Developers¶

Note

The following content is autogenerated from the Python docstrings. Don’t expect a well written story!

The package¶

Code structure¶

Garleek code is organized in two layers: the library and the application layers. The former controls the business logic while the latter exposes this functionality as a command-line interface and, if useful, a high-level Python function.

Library layer¶

qm and mm subpackages host low-level QM and MM software interfacing. Both feature a documented, standardized dictionary representation on the data each are expecting. The communication logic for each qm and mm modules is performed in the connectors module.

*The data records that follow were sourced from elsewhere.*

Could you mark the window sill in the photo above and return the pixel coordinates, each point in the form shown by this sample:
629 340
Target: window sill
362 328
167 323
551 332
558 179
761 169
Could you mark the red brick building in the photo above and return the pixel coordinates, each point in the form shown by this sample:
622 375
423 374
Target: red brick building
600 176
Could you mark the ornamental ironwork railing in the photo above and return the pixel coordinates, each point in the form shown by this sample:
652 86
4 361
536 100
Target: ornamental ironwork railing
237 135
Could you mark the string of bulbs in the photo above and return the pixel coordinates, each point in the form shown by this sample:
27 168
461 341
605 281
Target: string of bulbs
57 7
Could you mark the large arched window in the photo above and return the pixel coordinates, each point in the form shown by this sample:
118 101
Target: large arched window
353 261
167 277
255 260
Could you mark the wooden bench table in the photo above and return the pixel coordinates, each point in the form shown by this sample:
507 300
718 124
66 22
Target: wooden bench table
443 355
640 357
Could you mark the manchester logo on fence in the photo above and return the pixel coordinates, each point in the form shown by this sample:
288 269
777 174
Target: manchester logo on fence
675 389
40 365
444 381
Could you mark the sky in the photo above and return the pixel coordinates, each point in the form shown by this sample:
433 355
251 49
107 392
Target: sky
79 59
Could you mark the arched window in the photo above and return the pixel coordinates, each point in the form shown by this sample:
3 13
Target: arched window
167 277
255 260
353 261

Refer to each module documentation for more information.
atom_types controls atom_type file parsing, and units stores unit conversion factors.

Application layer¶

cli module lists the CLI entry-points for users (frontend) and QM softwares handling the ONIOM calculation (backend)

Library layer¶

mm/¶

The mm subpackage hosts all the code that handles calculations involving MM software.

Each module in this subpackage is expected to perform the following tasks:

Take the standardized dictionary (as explained) in the qm module and convert the contained data into the representation requested by the interfaced MM software (units included).
Calculate the requested data (depending on derivatives value) with the MM software.
Organize the obtained data into a standardized representation, as described below.

Standardized object for interfaced data¶

The QM engine will be expecting a dictionary containing the following keys and values. Unit conversion is not handled here (that’s responsibility of the connector), so just use those employed by the MM software (but document those in the docstring!)

energy : float

Potential energy

gradients : np.array with shape (3*n_atom,)

Gradient on each tom

hessian : np.array with shape (9*n_atom,)

Flattened hessian matrix (force constants)

dipole_moment : np.array with shape (3,), optional

Dipole X,Y,Z-Components

polarizability : np.array with shape (6,), optional

Atom polarizability

dipole_derivatives : np.array with shape (9*n_atom)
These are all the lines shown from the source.